After graduating from USC, Mortensen held coaching positions at Riverside Junior College, with the United States Navy during World War II, and after the war at the University of Denver and the United States Military Academy. He returned to become coach of the USC track and field team in 1951. He led the USC Trojans to seven NCAA titles in his 11 years as coach (1951–1961). His teams never lost a dual meet (64-0) and never finished worse than second in the conference meet. He was an assistant U.S. men's track coach in the 1956 Olympics. He also served as an assistant football coach at USC from 1951 to 1955. He coached track at the University of Denver and the United States Military Academy.

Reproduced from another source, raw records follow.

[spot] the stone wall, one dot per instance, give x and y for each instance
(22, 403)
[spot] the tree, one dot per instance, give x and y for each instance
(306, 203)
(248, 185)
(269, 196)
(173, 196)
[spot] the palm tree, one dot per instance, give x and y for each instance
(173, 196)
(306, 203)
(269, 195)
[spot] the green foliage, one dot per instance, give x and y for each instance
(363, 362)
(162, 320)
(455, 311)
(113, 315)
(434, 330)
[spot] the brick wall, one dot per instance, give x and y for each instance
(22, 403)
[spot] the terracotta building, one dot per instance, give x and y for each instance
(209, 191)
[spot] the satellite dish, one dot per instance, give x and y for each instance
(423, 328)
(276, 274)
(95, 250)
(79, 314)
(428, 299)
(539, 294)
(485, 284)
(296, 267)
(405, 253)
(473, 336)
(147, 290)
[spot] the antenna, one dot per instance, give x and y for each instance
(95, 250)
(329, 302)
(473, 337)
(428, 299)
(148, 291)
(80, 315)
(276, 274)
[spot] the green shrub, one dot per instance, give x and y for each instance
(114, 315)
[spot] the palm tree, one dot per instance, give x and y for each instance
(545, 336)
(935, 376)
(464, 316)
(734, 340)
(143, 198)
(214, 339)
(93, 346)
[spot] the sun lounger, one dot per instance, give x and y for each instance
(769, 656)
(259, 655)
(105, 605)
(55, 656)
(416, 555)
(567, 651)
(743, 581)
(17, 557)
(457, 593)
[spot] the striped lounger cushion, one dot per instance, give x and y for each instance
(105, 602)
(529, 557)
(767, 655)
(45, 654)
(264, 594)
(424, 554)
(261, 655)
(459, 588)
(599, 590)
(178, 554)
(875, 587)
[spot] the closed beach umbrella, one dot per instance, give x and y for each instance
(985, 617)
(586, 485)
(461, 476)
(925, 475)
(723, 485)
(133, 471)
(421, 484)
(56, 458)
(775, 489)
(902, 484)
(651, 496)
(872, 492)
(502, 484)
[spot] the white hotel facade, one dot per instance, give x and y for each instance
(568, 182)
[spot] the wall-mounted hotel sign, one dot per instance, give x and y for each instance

Mortensen died on 19 February 1962, at Good Samaritan Hospital.

Mortensen is a member of the University of Southern California Athletic Hall of Fame, the National Track and Field Hall of Fame and the U.S. Track & Field and Cross Country Coaches Association Hall of Fame.

==Personal life==
Mortensen was a member of the Church of Jesus Christ of Latter-day Saints.